野球をあきらめた女子高校生の新たな目標は「花の甲子園」

 幼い頃から野球一筋だった少女・村上もみじは、怪我で野球をあきらめ、地元の川北高校に入学した後も塞ぎこんだ日々を送っていた。ある日、何者かに折られた枝を手にして佇む華道部の部長・水原サクラと出会う。サクラはまさに華のある美人で、もみじは目を奪われる。

 そしてサクラが見せてくれた「即興花いけ」は華道のイメージを覆すダイナミックなもので、もみじは心を奪われる。花や枝を選び、小走りで取ってきては花瓶へ挿していく。まるでスポーツのように汗をかきながら完成したサクラの作品はもみじの胸を高鳴らせた。しかもふたりが出会った場所にあった折れた枝も、効果的にいけられていたのである。
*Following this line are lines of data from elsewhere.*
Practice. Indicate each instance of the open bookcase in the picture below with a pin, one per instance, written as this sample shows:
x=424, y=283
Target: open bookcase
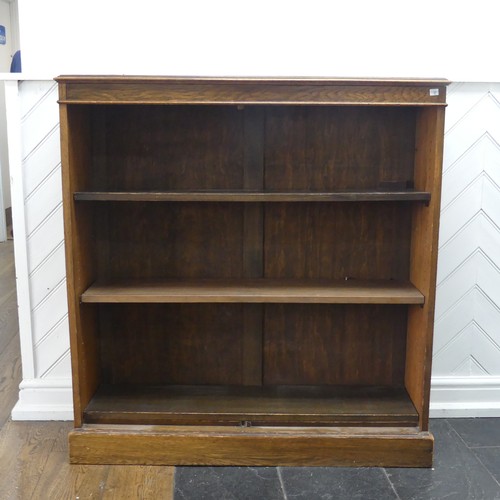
x=251, y=268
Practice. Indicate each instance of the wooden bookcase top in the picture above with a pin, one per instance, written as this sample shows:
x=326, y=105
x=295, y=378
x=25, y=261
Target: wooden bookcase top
x=174, y=90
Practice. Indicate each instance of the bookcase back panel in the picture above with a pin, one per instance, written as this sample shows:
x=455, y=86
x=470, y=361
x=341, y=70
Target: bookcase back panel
x=227, y=240
x=337, y=241
x=148, y=148
x=330, y=344
x=205, y=344
x=168, y=240
x=154, y=148
x=172, y=344
x=329, y=148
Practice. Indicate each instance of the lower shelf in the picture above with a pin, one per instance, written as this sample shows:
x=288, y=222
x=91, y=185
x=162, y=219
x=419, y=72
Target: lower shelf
x=251, y=446
x=252, y=406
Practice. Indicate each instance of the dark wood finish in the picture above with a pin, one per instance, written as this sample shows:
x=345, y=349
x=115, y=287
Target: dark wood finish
x=256, y=197
x=292, y=243
x=174, y=344
x=337, y=241
x=80, y=264
x=255, y=291
x=164, y=445
x=253, y=243
x=314, y=148
x=424, y=248
x=252, y=91
x=322, y=344
x=233, y=405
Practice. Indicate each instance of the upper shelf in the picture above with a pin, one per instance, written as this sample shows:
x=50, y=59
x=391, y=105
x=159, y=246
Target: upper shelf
x=327, y=91
x=254, y=291
x=252, y=196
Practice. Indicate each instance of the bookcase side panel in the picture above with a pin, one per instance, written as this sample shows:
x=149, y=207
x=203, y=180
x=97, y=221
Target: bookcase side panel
x=80, y=263
x=424, y=246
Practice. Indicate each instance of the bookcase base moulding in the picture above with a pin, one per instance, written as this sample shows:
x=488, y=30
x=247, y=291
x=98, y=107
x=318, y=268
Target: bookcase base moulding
x=251, y=268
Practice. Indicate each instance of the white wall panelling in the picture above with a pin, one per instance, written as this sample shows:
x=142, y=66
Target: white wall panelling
x=45, y=392
x=466, y=370
x=466, y=364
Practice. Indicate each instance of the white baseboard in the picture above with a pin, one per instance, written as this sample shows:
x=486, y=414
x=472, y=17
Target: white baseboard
x=465, y=397
x=44, y=399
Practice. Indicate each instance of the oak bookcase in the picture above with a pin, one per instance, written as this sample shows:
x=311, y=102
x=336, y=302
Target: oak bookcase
x=251, y=268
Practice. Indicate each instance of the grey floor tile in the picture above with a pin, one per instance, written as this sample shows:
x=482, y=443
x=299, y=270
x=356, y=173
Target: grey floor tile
x=457, y=473
x=490, y=458
x=478, y=431
x=336, y=483
x=227, y=483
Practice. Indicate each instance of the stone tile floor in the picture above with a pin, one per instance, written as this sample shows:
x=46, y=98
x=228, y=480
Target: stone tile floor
x=466, y=467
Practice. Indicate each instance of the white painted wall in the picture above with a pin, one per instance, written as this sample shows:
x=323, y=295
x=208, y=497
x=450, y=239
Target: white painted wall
x=466, y=366
x=427, y=38
x=5, y=50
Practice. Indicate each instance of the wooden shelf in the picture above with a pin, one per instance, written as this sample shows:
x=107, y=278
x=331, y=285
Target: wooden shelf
x=253, y=196
x=252, y=406
x=254, y=291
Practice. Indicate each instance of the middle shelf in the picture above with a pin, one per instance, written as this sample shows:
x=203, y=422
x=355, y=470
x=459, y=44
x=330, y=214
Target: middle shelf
x=260, y=290
x=256, y=196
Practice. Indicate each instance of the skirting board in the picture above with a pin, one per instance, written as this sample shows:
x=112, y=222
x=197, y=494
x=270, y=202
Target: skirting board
x=50, y=399
x=465, y=397
x=44, y=399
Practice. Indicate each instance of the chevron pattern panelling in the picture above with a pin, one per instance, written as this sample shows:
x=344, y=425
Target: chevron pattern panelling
x=41, y=166
x=467, y=327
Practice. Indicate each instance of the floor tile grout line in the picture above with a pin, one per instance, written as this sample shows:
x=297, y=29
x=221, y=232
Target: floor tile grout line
x=172, y=491
x=472, y=451
x=481, y=462
x=282, y=484
x=390, y=483
x=485, y=446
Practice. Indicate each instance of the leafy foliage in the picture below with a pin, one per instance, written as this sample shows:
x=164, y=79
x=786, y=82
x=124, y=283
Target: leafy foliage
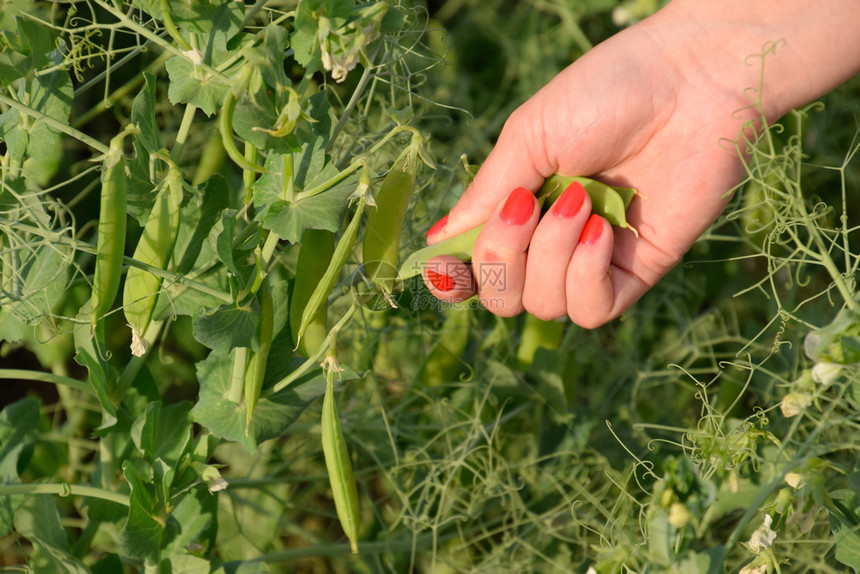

 サクラに華道部へ勧誘され、もみじは考える。折られた枝も作品になれた。しかも蕾さえ残っていれば花を咲かせることもできる。何かに夢中になることを怖がっていたもみじは入部を決める。華道部を、新たに情熱を捧げる場所とするのだ。

 華道部の先輩男子・イツキとのコンビネーションに苦労しながらも、もみじは自身の才能を開花させていく。まず3人は、高校華道部にとってのもうひとつの重要な大会「花いけバトル」に挑む――。

一度は“折れた枝”が花を咲かせる物語

 実は川北高校華道部のメンバーは、もみじと同じく一度は“折れた枝”である。イツキは華道に出会うまでは、ずっと折れたままであった。子どもの頃から気が弱く、弱さを克服しようとボクシングを始めたが、それほど強くはなっていない。ある日、ボクシングの練習でボコボコにされたときサクラに出会い、励まされ、華道を本気でやり始めた。クールで虚勢を張りがちで口が悪く、コミュニケーション下手だが、光を求めて伸びる花・小手毬のように、必死にもがきつつ成長しようとしている。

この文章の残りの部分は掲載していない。